Scaling Open-Ended Reasoning to Predict the Future
This work addresses high-stakes decision-making under uncertainty for applications requiring future predictions, though it is incremental in its use of existing methods like retrieval and RL on new data.
The authors tackled the problem of open-ended future forecasting by training language models on automatically synthesized questions from news events, achieving a specialized model that matches larger proprietary models in accuracy, calibration, and consistency on held-out tests from May to August 2025.
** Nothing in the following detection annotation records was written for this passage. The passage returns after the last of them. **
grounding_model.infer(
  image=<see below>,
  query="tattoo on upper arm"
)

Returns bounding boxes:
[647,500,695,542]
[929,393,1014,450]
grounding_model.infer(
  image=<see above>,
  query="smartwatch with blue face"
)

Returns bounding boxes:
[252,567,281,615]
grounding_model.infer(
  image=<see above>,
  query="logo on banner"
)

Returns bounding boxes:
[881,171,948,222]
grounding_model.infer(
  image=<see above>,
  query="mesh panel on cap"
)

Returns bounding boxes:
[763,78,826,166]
High-stakes decision making involves reasoning under uncertainty about the future. In this work, we train language models to make predictions on open-ended forecasting questions. To scale up training data, we synthesize novel forecasting questions from global events reported in daily news, using a fully automated, careful curation recipe. We train the Qwen3 thinking models on our dataset, OpenForesight. To prevent leakage of future information during training and evaluation, we use an offline news corpus, both for data generation and retrieval in our forecasting system. Guided by a small validation set, we show the benefits of retrieval, and an improved reward function for reinforcement learning (RL). Once we obtain our final forecasting system, we perform held-out testing between May to August 2025. Our specialized model, OpenForecaster 8B, matches much larger proprietary models, with our training improving the accuracy, calibration, and consistency of predictions. We find calibration improvements from forecasting training generalize across popular benchmarks. We open-source all our models, code, and data to make research on language model forecasting broadly accessible.